Elon Musk is threatening to “name and shame” Twitter’s “woke” brands and advertisers who are boycotting the platform over his free speech plans.
Several brands, including Pfizer, General Mills, General Motors, and United Airlines, have publicly announced they are “pausing” ads until Musk agrees to continue censoring users.
However, other companies have quietly pulled their ads from Twitter following Musk’s takeover of the social media platform.
Musk has long stated that his plan for Twitter is to make it a “digital town square” where a broad range of ideas can be debated “in a healthy manner, without resorting to violence.”
Yet barely a week into his ownership of Twitter, a number of companies have suspended their advertising, some quietly.
Several major brands appear to be “quiet quitting.”
Executives at some of the world’s biggest advertising groups reportedly told the Financial Times that some of their clients were privately considering pulling ads from Twitter or had already done so without making any public statements to that effect, apparently to avoid courting controversy.
“There’s some quiet quitting going on,” one ad executive told the Financial Times anonymously.
Musk said in a post on Twitter that “activist groups pressuring advertisers” had led to a “massive drop in revenue” as the company engages in mass layoffs.
“Twitter had a massive drop in revenue, due to activist groups pressuring advertisers, even though nothing has changed with content moderation and we did everything we could to appease the activists,” Musk wrote.
“Extremely messed up!” he added.
“They’re trying to destroy free speech in America.”
Responding to Musk’s tweet was Federalist Society fellow Mike Davis.
Davis urged the Twitter chief to “name and shame the advertisers who are succumbing to the advertiser boycotts. So we can counter-boycott them.”
Musk replied: “Thank you.
“A thermonuclear name & shame is exactly what will happen if this continues.”
Thank you.
A thermonuclear name & shame is exactly what will happen if this continues.
— Elon Musk (@elonmusk) November 4, 2022
Some companies are adopting a “wait-and-see” approach, according to Martin Sorrell, founder of advertising giant WPP and chairman of S4 Capital, in remarks at the Web Summit in Lisbon, Portugal, earlier in the week.

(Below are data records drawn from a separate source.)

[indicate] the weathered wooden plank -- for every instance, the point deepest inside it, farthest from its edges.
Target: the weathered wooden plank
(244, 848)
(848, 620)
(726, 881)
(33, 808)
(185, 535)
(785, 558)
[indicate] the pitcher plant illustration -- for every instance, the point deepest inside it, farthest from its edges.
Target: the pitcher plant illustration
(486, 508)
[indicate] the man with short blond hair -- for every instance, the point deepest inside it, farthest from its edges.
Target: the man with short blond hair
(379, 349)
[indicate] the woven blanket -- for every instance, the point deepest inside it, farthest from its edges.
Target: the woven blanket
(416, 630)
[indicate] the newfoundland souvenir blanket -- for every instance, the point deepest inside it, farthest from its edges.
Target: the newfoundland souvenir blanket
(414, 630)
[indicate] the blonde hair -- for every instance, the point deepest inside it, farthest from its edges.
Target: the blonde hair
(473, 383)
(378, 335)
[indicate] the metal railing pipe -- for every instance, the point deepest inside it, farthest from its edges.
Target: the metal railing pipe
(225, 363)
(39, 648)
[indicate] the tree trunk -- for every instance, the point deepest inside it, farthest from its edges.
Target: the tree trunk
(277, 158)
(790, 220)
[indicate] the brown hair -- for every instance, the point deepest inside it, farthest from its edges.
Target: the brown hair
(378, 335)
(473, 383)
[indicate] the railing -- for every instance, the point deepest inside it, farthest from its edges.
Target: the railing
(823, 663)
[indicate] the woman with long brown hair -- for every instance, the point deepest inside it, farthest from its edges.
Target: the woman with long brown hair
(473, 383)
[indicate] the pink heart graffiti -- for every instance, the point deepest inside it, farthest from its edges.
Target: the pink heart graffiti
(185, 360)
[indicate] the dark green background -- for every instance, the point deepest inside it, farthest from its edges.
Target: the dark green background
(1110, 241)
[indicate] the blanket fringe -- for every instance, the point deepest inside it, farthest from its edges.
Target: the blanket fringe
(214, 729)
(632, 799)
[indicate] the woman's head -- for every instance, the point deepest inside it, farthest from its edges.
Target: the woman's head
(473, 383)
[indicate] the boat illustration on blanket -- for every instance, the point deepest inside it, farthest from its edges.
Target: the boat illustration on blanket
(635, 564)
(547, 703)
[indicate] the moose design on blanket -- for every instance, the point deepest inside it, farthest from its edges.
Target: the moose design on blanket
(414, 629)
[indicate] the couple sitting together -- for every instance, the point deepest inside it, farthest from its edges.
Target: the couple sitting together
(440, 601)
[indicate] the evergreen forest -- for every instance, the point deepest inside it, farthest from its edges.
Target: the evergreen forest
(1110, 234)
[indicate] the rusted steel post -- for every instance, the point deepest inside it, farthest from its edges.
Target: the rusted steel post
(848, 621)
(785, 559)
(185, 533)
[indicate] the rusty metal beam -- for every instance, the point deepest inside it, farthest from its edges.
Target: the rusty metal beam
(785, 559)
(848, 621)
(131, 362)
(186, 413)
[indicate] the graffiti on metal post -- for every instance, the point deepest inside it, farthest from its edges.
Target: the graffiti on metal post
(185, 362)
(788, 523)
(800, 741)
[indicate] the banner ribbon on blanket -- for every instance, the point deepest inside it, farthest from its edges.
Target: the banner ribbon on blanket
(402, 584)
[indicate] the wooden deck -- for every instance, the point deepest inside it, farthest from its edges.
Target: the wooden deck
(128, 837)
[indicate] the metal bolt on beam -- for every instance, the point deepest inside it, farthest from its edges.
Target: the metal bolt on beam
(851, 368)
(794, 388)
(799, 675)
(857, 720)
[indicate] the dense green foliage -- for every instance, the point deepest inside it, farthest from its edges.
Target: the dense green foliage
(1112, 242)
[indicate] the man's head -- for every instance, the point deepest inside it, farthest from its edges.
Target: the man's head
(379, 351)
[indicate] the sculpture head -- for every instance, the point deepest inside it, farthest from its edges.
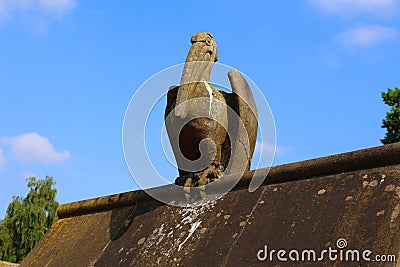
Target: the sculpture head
(198, 65)
(204, 48)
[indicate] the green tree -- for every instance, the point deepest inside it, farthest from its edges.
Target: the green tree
(28, 219)
(392, 120)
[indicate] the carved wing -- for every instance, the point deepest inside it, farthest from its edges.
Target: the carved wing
(242, 102)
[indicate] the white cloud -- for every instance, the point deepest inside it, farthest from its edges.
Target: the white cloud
(368, 35)
(9, 8)
(349, 7)
(33, 147)
(2, 159)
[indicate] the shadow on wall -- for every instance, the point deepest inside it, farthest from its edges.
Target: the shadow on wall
(122, 218)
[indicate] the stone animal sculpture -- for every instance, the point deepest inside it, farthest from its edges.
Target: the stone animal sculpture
(197, 119)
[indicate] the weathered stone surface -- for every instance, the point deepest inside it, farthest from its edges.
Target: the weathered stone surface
(303, 205)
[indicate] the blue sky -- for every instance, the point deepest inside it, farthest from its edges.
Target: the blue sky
(69, 68)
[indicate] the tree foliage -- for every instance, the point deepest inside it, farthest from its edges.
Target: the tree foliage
(28, 219)
(392, 120)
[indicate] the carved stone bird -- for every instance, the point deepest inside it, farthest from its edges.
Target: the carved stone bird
(199, 117)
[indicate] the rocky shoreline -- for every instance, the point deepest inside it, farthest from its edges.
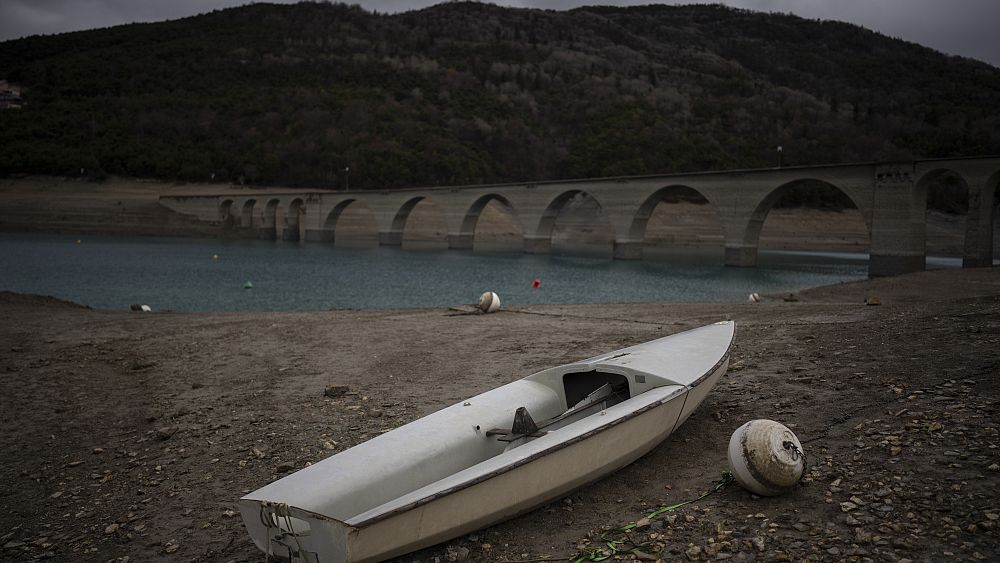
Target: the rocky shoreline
(130, 436)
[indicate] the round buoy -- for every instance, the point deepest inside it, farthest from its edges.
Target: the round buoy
(489, 302)
(766, 457)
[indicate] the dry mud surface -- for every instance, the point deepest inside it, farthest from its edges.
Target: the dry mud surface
(131, 436)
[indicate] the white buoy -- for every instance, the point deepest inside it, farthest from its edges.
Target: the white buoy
(766, 457)
(489, 302)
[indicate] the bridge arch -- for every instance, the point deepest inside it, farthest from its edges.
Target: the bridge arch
(638, 229)
(750, 237)
(540, 241)
(272, 215)
(943, 196)
(246, 213)
(226, 214)
(351, 210)
(295, 221)
(466, 235)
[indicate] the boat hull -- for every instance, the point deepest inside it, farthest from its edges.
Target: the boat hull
(523, 488)
(534, 473)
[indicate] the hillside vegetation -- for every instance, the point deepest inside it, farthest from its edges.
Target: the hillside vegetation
(470, 93)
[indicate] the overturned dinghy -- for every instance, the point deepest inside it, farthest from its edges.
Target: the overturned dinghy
(488, 458)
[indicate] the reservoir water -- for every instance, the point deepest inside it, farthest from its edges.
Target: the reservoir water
(182, 275)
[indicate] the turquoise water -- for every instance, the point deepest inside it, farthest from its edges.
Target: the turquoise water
(181, 275)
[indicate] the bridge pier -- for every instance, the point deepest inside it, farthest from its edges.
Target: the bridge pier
(317, 235)
(978, 250)
(537, 245)
(460, 241)
(628, 249)
(880, 265)
(741, 256)
(390, 238)
(898, 223)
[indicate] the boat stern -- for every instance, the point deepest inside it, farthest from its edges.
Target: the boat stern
(292, 534)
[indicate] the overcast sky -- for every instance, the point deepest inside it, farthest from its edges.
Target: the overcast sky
(958, 27)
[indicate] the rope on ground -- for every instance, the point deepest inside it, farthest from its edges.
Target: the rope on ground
(620, 541)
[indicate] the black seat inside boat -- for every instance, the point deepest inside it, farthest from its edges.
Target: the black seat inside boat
(583, 391)
(584, 386)
(523, 426)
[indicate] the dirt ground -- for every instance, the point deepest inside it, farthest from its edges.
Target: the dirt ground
(130, 436)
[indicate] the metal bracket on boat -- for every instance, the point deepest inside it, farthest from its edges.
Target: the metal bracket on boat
(524, 427)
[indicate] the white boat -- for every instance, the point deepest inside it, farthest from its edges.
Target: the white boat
(490, 457)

At the same time, a coalition of over 40 advocacy groups wrote an open letter (pdf) to some of Twitter’s leading advertisers calling for an ad boycott if Musk “follows through on his plans to undermine brand safety and community standards including gutting content moderation.”
Even President Joe Biden piled on with criticism, saying at a Democratic fundraiser on Friday that “we are all worried” that Musk—a self-avowed free speech “absolutist”—bought a platform that “spews lies across the world.”
The comment from Biden was surprising considering he uses Twitter himself and was recently forced to delete a tweet after it was fact-checked and found to contain false information.
Musk, for his part, insisted in an open letter of his own that he would not allow the platform to become a “free-for-all hellscape” where anything could be said “with no consequences.”
“In addition to adhering to the laws of the land, our platform must be warm and welcoming to all,” Musk wrote.